Public Relations & Content

PR Content Leadership

  • Company: Hai Money
  • Duration: ~2 months per article
Media Relations Content Writing Strategic Communications
PR Content Leadership

The Challenge

Hai Money was a brand new sub-aggregator entering Australia’s fiercely competitive mortgage broking industry with zero media presence, zero credibility, and zero relationships with the journalists who shaped industry opinion. As a startup in a market dominated by established players, building trust and recognition quickly was essential. The mission was clear: establish Hai Money as a credible industry player through strategic media relations and put the brand on the map fast.

What I Achieved

In just 12 months, the campaign secured 9 published articles across Australia’s three most influential financial services publications: MPA (Mortgage Professional Australia), The Adviser, and Australian Broker. Every single article was published exactly as submitted with zero corrections and zero retractions, demonstrating the quality and accuracy of the content delivered. Within a year, brokers were proactively mentioning during recruitment calls that they’d “seen us in the news” - the kind of third-party credibility and industry recognition that advertising budgets simply cannot buy.

How It Was Done

The media presence was built through three strategic approaches. First, building real relationships with journalists by studying what each publication covered, understanding their editorial priorities, and reaching out with stories they would actually care about rather than bombarding them with generic press releases. Making their jobs easier by delivering publication-ready content that required minimal editing established reliability and trust.

Second, identifying truly newsworthy angles. Not everything that happens internally warrants media coverage, so the approach became ruthlessly selective about what to pitch. The focus stayed on moments that genuinely mattered to the industry: strategic partnerships, unique community events, market expansion initiatives, and broker success stories. These developments were transformed into compelling narratives that editors wanted to publish because they delivered real value to their readers.

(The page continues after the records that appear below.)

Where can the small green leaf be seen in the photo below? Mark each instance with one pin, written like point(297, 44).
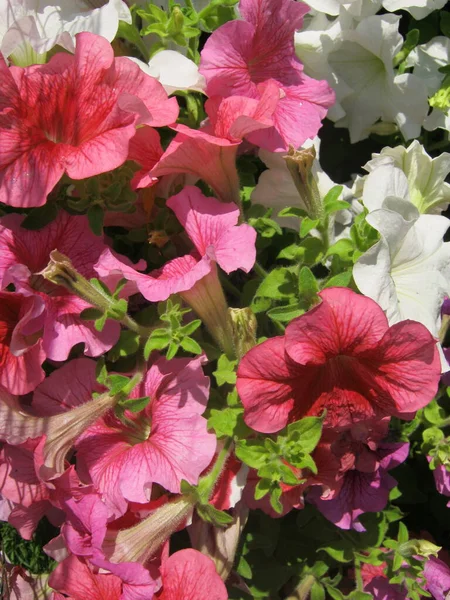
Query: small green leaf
point(190, 345)
point(91, 314)
point(278, 284)
point(40, 217)
point(135, 405)
point(340, 280)
point(116, 383)
point(95, 217)
point(226, 371)
point(214, 516)
point(285, 314)
point(251, 453)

Third, delivering consistent quality every single time. Every piece submitted was accurate, well-written, thoroughly fact-checked, and deadline-ready. This consistency transformed editors from gatekeepers into advocates. They began reaching out proactively for Hai Money’s commentary on industry trends and developments, which is the ultimate validation of successful media relations.

The Business Impact

The media coverage delivered measurable results across multiple business functions. The sales team immediately began using the media coverage in broker recruitment pitches, and when prospective brokers mentioned “I’ve seen you in the news” during conversations, it fundamentally changed the dynamic. The brand transformed from unknown startup to credible industry player overnight. Board meetings began featuring media coverage as tangible proof of market traction, giving investors confidence that the company wasn’t just claiming to make waves but was actually featured in the publications that mattered most to the industry. From a cost perspective, the coverage was equivalent to significant advertising value, but with substantially higher credibility since editorial coverage carries far more weight and trustworthiness than any paid advertisement could achieve.

What I Learned

This experience demonstrated that relationships trump everything in media relations. The journalists who initially ignored emails became the strongest advocates once they consistently saw quality content being delivered. Great PR isn’t about blasting generic press releases to distribution lists; it’s about patiently building trust over time with individual journalists who come to rely on you as a credible source.

The project taught ruthless selectivity about what deserves media attention. Not everything that happens internally is newsworthy, and that’s perfectly acceptable. One strong story with the perfect angle and timing consistently outperforms five mediocre pitches. Quality always wins over quantity in media relations.

The experience reinforced that patience pays compound returns. Building media relationships takes months rather than weeks, but once you establish yourself as a reliable source, editors begin reaching out proactively for commentary on industry developments. That’s the ultimate validation that your media relations strategy has succeeded.

Finally, the project proved that strategic integration amplifies PR effectiveness. The best public relations doesn’t exist in a vacuum. Every article secured directly supported broker recruitment goals, strengthened lender partnerships, and reinforced market positioning. When PR aligns seamlessly with broader business objectives, it becomes genuinely powerful and delivers measurable ROI beyond simple media mentions.

The Bottom Line

The campaign transformed a brand-new sub-aggregator with zero media presence into a recognised name across Australia’s financial services industry in just 12 months. Nine published articles. Zero corrections. Real business impact. More importantly, the relationships built and processes established continue delivering value long after those initial articles were published - that’s the kind of marketing investment that compounds over time and creates lasting competitive advantage.